Saudades do Tempo, dos velhos momentos, dos anos passados que foram com o vento. Sorrisos, lembranças, belos sentimentos de transformações e de renascimentos. Praias, viagens pela madrugada, nossa rotina era o pé na estrada, sempre felizes sem pensar em nada, paisagem mais bela é o sorriso da amada. Contava as estrelas manto prateado, sentia o calor de um abraço apertado, fazia minha boca tocar o seu lábio, lua iluminava com um Bob no rádio. Nas manhãs nubladas, bom humor imperava, a vida era um jogo, sem cartas marcadas. À noite no fogo, um bom som que rolava, por entre a fumaça, diversas risadas. Como se seus ouvidos pudessem respirar, o som invadia o corpo, como se fosse o ar, o som tomava forma, sensação de bem estar, momentos de magia, muitas formas para amar.

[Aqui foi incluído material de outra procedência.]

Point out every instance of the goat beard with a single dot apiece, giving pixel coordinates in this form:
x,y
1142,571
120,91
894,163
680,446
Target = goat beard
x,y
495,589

Marcas de batom na borda de um copo plástico, no peito euforia, abraços, riso fácil e com desconhecidos seguia criando laços, transpirava alegria era dona dos seus passos. Consciência admirável como as tintas de uma tela, seus olhos tinham o brilho das cores da aquarela, seu cabelo ao vento era a paisagem mais bela, tinha a complexidade de uma Vênus moderna. Ascendeu ao azul do céu nos seus próprios pensamentos, não pensou no seu futuro, ela era o momento. Vi a ponta dos seus pés no gelado do cimento entre olhares meu desejo, povoar seu pensamento.